Veritas is “truth” in Latin. Through the ages, the search for truth has driven the work of ethicists, including St. Thomas Aquinas, our university’s patron. In fact, “veritas” is the motto of the Dominican order, of which St. Thomas Aquinas was a member. What better way to convey the work of an organization whose goal is to foster ethically and socially responsible organizational conduct than by invoking truth in its very name?
Founded in May 2007, the SAIP institute was formed at the Opus College of Business with a lead gift from Harry R. Halloran Jr., an energy industry entrepreneur and philanthropist who believes that business is one of the most powerful drivers for positive social change. It was named for the Self Assessment and Improvement Process (SAIP), a proprietary method modeled after the Baldrige Performance Excellence Program. The method extends the Baldrige approach to issues of business ethics, governance and social responsibility.
“As our organization has evolved over the past five years, our partners and clients have suggested that we need a name that provides a better window on what we offer and value,” said T. Dean Maines, the institute’s president. “Our stakeholders clearly resonate with the concept of veritas, or truth, which underscores the rigorous, evidence-based nature of our assessment tools. Similar to the Baldrige assessment process in the realm of total quality, tools based on the SAIP method provide data-driven insight into how well organizations have embedded ethical principles and values within the systems that shape their decisions and actions.”
The Veritas Institute currently offers two tools that employ the SAIP method. The first, the Business Ethics Assessment Method (BEAM), is a corporate responsibility assessment that incorporates standards drawn from ISO 26000. The second, the Catholic Identity Matrix (CIM), helps a Catholic health system or hospital assess and enhance the degree to which it has integrated six principles drawn from the Catholic moral tradition within its management system. The enhanced Catholic Identity Matrix is the product of a collaboration between Ascension Health and the Veritas Institute, with support from the John A. Ryan Institute for Catholic Social Thought at the University of St. Thomas.

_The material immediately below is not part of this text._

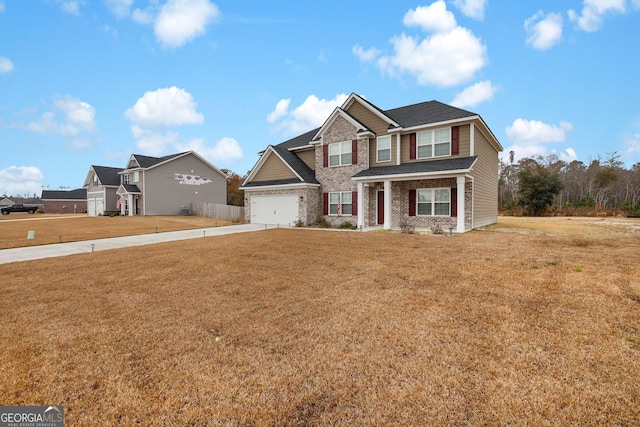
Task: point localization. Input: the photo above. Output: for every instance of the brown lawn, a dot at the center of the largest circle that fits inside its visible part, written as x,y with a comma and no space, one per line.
530,322
14,228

“No tool or process, including this one, can by itself institutionalize corporate conscience,” said Kenneth E. Goodpaster, UST Koch Chair in Business Ethics. “But it is reasonable to believe that an honest, forthright application of the tools available from the institute might uncover behavior and tendencies like those that undermined Enron, Andersen, and other companies. The Veritas Institute’s BEAM illuminates the gap between a company’s current state and progress toward its destination, not unlike the headlights of a car at night.”

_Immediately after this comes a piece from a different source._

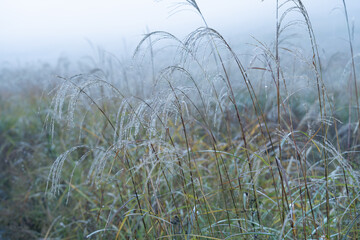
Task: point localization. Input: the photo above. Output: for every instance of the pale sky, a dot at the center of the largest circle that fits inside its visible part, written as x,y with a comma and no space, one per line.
45,29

The institute’s business ethics assessment tools provide guided self-appraisals that are thorough, systematic, qualitative and quantitative. The newest adaptation, the BEAM, allows a company to better analyze how well it has operationalized ISO 31000 core issues, such as organizational governance, human rights, labor practices, the environment, fair operating practices and a variety of consumer issues. By comparing a corporation’s answers to a series of quantifiable guidelines, the organization can characterize its performance on specific dimensions of ethical conduct. These scores permit leaders to identify areas of relative strength and opportunities for improvement.
Establishing and maintaining institutional identity is a significant challenge for leaders in Catholic health care. The CIM helps a Catholic health system or hospital assess and enhance the degree to which it has integrated the six Catholic moral principles within its operating policies, processes and practices. Using those six moral principles, the assessment highlights both areas of strength and critical improvement opportunities; furthermore, the information gathered during the process helps an organization create initiatives designed to address specific improvement needs.

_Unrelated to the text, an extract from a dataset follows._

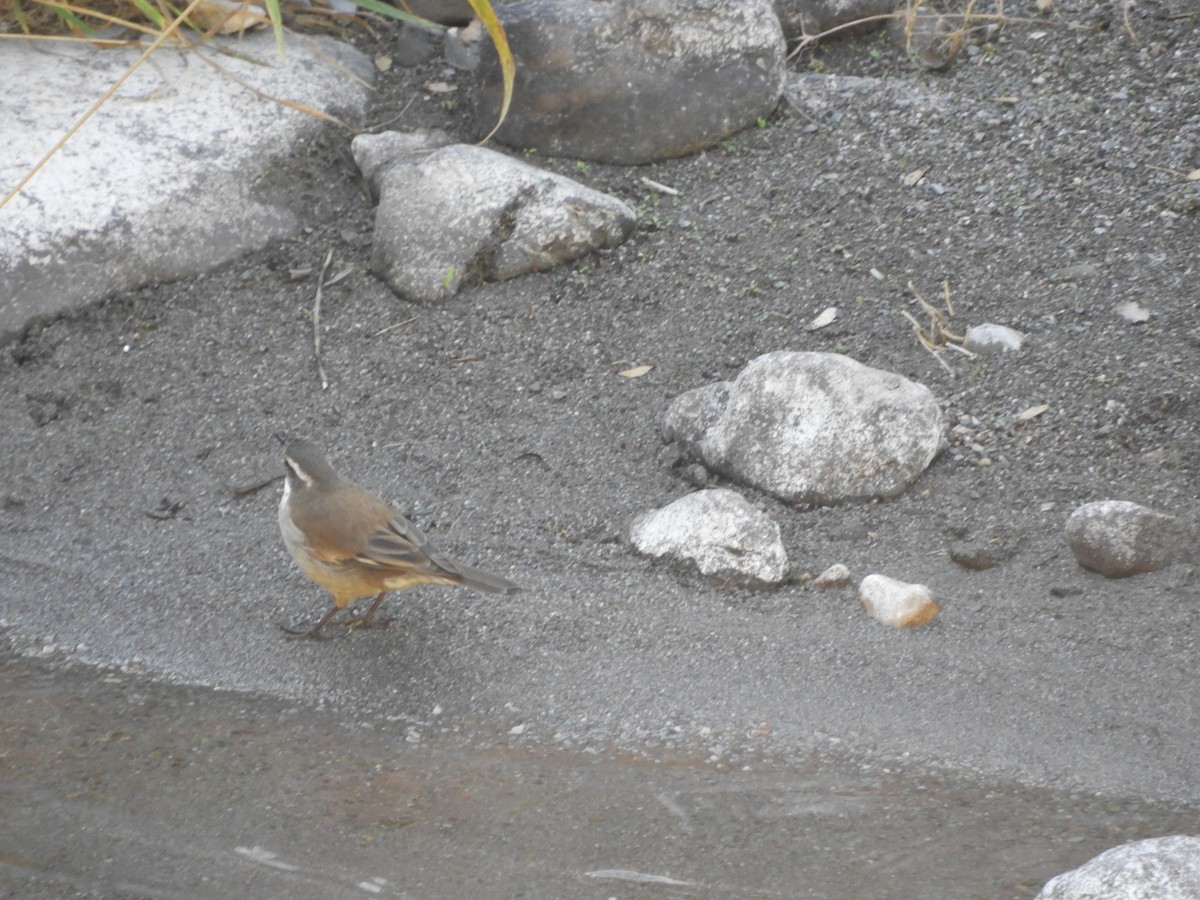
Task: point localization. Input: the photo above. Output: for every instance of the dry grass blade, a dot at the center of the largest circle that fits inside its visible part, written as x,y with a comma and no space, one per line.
936,336
166,33
316,321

Ascension Health Vice President of Mission Initiatives William Brinkman commented on the strong partnership that has been developed between Ascension Health and the Veritas Institute since 2007: “Veritas has been a trusted partner and more; they have co-created with us Ascension Health’s system for mission assessment. The proven methods and experienced personnel of Veritas have provided process integrity and organizational insight to our assessments. They gave us the capability to move from anecdotal assumptions to quantitative measurements of how well we are living our values.”
In addition to the CIM and the BEAM, the Veritas Institute works with academic partners inside and outside of the University of St. Thomas to support research and teaching on implementing ethical business conduct. In addition, the Veritas Institute works tirelessly to improve and extend the BEAM and CIM to new applications. Whatever its name, the institute will continue its work to “advance the common good through positive social impact.” This motto reflects the values of the institute, the Opus College of Business and the University of St. Thomas, especially the respect for the dignity of the human person, support for the common good, the pursuit of truth and a belief in the compatibility of faith and reason.